The little surgeon was noticing all these details, but not with the same interest as the man at his elbow. Something familiar in the man’s figure had struck John Gore at the first glance, but it was only when he dismounted that he noticed that the fellow carried one shoulder a little higher than the other, and that his head seemed set a trifle askew. Then suddenly he remembered the man’s face, with its sallowness, its roving eyes, and its air of impudence that could change into quick servility. It was the man whom my Lord Gore had spoken of as Captain Grylls, and whom he had met with him by Rosamond’s Pool in the park that evening before the gathering at the house of Hortense.

John Gore stood irresolute a moment. Then, after he had turned over twenty possibilities in his mind, he walked out of the parlor and down the passage leading to the stairs. My lady of the inn was standing in the street doorway, waiting till the man in the brown coat should have finished giving orders about his horse. John Gore loitered on the stairs and listened.

“My nag has cast a shoe, ma’am, and I am held up for an hour, and deuced hungry. Get me some good hot liquor and some dinner, and I will remember you in my prayers.”

“Will you please to step into the parlor, sir?”

“My best services, ma’am; I have another three leagues of road yet. Your fellow has taken my nag to the smith’s.”
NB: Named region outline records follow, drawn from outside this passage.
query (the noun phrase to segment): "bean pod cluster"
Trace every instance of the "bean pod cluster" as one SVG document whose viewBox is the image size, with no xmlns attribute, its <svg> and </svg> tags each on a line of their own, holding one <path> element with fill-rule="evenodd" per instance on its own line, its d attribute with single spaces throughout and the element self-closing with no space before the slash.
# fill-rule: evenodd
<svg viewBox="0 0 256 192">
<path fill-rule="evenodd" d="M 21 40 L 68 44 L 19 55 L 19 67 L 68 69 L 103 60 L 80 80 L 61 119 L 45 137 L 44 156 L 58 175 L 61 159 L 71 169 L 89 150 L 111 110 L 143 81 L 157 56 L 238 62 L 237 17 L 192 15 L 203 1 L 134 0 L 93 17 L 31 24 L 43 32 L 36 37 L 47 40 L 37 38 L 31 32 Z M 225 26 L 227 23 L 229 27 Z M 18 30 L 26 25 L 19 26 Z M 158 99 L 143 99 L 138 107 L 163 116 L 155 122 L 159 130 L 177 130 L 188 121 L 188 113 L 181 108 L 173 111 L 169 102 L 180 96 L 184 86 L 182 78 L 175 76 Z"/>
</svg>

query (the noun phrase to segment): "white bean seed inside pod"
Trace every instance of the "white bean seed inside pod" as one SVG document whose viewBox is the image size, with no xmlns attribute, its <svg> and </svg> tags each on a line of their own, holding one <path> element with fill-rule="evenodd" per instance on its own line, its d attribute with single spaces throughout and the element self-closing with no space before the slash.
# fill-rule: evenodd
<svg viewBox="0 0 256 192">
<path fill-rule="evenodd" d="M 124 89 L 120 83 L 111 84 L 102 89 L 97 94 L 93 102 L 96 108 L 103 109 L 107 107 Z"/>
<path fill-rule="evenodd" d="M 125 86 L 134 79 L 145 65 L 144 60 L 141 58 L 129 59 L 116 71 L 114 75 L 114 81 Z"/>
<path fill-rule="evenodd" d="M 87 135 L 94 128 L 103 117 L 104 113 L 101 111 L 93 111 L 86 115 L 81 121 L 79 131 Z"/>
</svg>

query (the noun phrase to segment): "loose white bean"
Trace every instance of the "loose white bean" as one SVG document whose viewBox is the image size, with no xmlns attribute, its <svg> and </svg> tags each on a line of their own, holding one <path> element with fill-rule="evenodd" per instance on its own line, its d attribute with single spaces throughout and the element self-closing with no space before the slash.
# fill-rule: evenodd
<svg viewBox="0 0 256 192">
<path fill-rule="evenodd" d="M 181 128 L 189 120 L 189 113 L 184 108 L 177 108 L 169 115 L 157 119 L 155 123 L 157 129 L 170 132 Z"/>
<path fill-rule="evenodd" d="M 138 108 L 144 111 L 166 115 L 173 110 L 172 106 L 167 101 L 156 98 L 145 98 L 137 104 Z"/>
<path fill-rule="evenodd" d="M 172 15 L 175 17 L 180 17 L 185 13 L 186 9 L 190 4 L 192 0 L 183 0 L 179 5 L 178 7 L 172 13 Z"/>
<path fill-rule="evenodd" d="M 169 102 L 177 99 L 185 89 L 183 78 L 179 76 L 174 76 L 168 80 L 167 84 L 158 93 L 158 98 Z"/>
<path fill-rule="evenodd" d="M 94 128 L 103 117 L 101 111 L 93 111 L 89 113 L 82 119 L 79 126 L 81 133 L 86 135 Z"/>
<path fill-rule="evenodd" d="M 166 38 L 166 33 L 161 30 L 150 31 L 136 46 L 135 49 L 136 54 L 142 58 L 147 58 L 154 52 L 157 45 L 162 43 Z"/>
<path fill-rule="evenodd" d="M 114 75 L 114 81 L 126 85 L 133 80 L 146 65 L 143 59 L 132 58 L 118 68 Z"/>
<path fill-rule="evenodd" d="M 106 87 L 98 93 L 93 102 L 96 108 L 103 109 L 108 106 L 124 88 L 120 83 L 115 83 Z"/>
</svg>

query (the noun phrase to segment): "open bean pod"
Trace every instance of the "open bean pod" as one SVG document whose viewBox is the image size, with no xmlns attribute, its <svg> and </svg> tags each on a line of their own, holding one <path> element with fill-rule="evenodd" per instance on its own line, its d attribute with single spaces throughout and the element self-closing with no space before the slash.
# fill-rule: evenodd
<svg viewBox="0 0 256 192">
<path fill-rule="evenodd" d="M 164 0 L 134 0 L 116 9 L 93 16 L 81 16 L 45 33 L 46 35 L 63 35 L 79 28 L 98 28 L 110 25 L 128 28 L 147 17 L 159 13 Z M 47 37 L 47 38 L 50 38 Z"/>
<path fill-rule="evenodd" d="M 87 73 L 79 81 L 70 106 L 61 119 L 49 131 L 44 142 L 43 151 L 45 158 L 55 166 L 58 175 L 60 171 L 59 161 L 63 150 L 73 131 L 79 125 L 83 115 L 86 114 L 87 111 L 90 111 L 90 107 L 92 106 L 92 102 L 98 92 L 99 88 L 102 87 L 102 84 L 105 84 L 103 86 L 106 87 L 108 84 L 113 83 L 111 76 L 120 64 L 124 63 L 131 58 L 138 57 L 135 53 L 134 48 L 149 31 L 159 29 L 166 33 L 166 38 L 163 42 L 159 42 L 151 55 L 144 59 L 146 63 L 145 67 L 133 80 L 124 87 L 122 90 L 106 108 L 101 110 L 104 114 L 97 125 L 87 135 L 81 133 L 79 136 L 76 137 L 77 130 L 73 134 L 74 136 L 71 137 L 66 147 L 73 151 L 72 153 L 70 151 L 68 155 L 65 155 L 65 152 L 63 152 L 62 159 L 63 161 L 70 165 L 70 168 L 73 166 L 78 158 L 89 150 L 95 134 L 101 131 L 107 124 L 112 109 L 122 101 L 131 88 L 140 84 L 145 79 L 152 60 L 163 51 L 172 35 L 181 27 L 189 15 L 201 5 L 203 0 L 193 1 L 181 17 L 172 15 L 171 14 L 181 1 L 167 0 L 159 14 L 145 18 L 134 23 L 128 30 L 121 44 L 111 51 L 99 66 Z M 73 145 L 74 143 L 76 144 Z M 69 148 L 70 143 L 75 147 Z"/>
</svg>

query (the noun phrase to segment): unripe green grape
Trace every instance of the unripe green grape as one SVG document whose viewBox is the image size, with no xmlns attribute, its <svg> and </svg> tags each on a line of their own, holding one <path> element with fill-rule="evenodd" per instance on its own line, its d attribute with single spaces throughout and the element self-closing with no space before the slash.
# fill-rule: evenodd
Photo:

John Gore heard the bustle of the landlady’s petticoat, and retreated up the stairs to the private parlor overhead. He walked to and fro for a while, with a frown of thought on his face, before crossing to the bedchamber to pack his belongings into the little leather valise he carried strapped to the saddle. He was fastening the straps when he heard footsteps on the stairs, and caught Mistress Green Stays coming up with a bosomful of clean linen.

“Betty, my girl, run down and ask your mother to let me know her charges. I am following my friend on to Chichester in an hour.”